Retired Marine corporal and double amputee Brandon Rumbaugh made a decision two months ago to bring attention to the plight of homeless vets in his small Pennsylvania town.
The motivational speaker has been voluntarily homeless and living around the George C. Marshall Memorial Plaza in Uniontown, Pa., since October 31st.
“We found a way to make it work,” Rumbaugh said about making arrangements with volunteers to drive him to and from speaking engagements while still staying at the plaza–a decision he made after people urged him to continue to take his message public.

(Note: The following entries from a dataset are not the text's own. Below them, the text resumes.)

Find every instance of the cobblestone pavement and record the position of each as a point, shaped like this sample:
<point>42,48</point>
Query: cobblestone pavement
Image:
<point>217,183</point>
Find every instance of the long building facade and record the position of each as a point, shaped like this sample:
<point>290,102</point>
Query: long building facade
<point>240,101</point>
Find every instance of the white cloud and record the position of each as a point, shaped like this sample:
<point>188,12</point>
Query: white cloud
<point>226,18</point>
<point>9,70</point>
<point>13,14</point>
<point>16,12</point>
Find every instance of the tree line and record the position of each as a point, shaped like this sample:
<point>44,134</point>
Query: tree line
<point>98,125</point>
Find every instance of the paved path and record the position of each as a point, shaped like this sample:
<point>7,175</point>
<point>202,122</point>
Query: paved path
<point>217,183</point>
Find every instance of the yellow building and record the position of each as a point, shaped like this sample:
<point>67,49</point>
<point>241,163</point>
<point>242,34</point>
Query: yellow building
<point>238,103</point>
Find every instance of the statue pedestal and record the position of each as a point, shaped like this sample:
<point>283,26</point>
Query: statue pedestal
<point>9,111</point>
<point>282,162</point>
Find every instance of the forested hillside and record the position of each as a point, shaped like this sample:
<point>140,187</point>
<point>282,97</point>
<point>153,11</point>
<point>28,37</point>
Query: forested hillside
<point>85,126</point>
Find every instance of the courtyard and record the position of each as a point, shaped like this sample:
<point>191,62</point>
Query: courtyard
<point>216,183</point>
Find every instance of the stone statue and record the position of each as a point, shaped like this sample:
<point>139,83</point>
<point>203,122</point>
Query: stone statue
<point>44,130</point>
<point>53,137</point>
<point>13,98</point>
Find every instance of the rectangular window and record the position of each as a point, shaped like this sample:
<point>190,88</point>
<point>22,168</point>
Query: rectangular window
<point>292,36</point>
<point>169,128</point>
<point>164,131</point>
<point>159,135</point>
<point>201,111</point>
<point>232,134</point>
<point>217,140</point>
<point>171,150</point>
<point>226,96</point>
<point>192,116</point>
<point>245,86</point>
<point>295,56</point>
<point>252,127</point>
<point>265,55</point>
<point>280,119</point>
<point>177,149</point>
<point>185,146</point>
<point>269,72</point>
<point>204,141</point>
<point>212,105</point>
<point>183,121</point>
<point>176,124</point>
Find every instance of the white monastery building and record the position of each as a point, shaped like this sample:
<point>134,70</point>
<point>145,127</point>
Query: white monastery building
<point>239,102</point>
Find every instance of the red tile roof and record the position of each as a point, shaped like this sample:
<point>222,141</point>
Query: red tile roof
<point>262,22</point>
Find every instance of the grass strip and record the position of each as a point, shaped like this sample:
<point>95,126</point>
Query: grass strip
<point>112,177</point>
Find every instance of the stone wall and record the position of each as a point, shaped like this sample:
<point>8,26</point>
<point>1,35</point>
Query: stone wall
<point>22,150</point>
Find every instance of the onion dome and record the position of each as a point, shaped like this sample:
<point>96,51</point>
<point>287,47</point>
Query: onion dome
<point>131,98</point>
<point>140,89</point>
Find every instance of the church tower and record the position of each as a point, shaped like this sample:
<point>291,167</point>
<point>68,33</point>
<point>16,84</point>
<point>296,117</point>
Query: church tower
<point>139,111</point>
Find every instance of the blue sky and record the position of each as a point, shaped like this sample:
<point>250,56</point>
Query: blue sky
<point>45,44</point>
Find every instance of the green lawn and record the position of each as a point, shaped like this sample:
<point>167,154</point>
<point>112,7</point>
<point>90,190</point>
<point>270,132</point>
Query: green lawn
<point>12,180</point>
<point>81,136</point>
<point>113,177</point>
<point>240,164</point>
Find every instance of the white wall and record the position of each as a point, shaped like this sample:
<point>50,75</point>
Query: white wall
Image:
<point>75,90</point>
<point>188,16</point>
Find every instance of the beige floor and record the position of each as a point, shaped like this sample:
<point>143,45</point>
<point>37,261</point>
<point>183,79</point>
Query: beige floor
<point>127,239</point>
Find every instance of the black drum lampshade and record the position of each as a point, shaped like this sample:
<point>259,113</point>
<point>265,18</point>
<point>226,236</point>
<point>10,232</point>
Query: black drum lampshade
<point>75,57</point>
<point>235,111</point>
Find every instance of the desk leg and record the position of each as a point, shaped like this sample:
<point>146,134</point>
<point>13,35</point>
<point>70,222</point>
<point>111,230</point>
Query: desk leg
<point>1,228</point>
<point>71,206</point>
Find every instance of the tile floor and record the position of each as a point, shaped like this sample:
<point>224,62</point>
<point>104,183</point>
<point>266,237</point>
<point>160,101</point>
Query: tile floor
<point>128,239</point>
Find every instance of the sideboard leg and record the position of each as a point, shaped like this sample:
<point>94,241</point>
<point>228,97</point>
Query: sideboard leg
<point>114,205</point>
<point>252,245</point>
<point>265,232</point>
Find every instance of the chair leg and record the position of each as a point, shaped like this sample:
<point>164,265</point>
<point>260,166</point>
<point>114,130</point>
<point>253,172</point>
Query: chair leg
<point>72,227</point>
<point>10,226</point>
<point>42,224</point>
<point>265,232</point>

He’ll remain ‘homeless’ until November 29th. That’s the anniversary of the incident that took his legs, according to triblive.com
The 26-year-old Marine vet lost his legs in an IED explosion in 2010, fighting the Taliban in Afghanistan.
Brandon decided to be voluntarily homeless in an effort to raise awareness and money for the growing number of homeless veterans in the U.S. According to HUD, an average of 578,424 people are homeless on any given night. Of those, nearly 50,000 are veterans.
When Brandon recently visited Lafayette Elementary-Middle School, he said the second-graders nearly brought him to tears. “These kids were bringing me their lunch money, telling me to give it to the homeless,” he said. “They got it, as young as they are… If these kids have it figured out, why don’t we?”
Although a tent is pitched nearby to store donated food and other items, Brandon sleeps at the base of a statue of Gen. George Marshall, a Uniontown native.
“I’m not actually going through what homeless people go through… I have people bringing me stuff. That person who’s really homeless, they might not eat for a week.”
Rumbaugh said more than 1,000 visitors have already stopped by the Plaza—to speak to him and snap photos. He says one couple drove all the way from North Carolina to see him.
He’d eventually like to establish a network, where, if something happens in the community, people know who to turn to. Rumbaugh would like to inspire visitors to establish a word-of-mouth network to direct resources to those in need –like a family who loses their home to a fire.
Even if people can’t donate money, they can do other things like donating their time to repair houses, he said. Rumbaugh said he decided to launch this campaign and to “pay it forward” after his community stepped up to help him, when he returned home wounded from war.
While a cot and sleeping bag will serve as his month-long “home” through the end of this month, Rumbaugh’s actual four-bedroom house in Uniontown was donated by the ‘Homes for Our Troops’ foundation.